Feastday: October 8
Also known as Treadwell, Tredwall, Triduna, Triduana, and Trallen.
A virgin who, according to tradition, assisted St. Regulus in his mission to Scotland during the fourth century.
According to legend Tredwell was one of a group of holy virgins (i.e. nuns) who accompanied St. Regulus to Scotland from Constantinople. They brought with them the relics of St. Andrew, the patron saint of Scotland. Their visit, in association with St. Boniface, was at the invitation of the Pictish King Nechtan, who had requested that a mission be dispatched throughout his domain.

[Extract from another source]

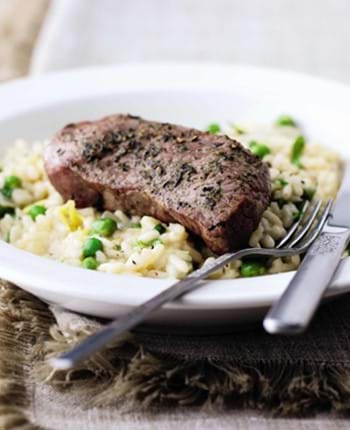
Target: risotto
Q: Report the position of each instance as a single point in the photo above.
(36, 219)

However, Nechtan fell instantly in love with the beautiful Tredwell. Scandalised by his feelings for her, she asked what it was about her that he loved so much. He wrote her a love-letter, describing her matchless beauty, and telling her that her exquisite eyes set his heart aflame. On reading this, Tredwell is reported to have gouged out both her eyes, stuck them on thorns, and sent them to Nechtan immediately.
Subsequently, she settled in Lestalryk in Lothian (Restalrig, near Edinburgh). People began to associate her extreme act with saintliness, and attributed miraculous cures to her, particularly in those suffering from eye afflictions. Eventually, a shrine was built, and it became a place of pilgrimage for sufferers from eye diseases of all kinds. Thousands flocked to bathe their eyes in her well from the Middle Ages until its destruction in 1560 during the Scottish Reformation.
Tredwell also had a loch and chapel dedicated to her on the island of Papa Westray, Orkney, where legend has it she was ultimately buried. Excavation undertaken in the 1880's indeed discovered a single female skeleton. Though now ruined, this is still a renowned Orkney pilgrimage-centre, standing on a conical mound on a small peninsula inside the loch. The remains of the late medieval walls can still be seen, deliberately built over Iron Age remains, including an underground tunnel leading to a circular building or broch.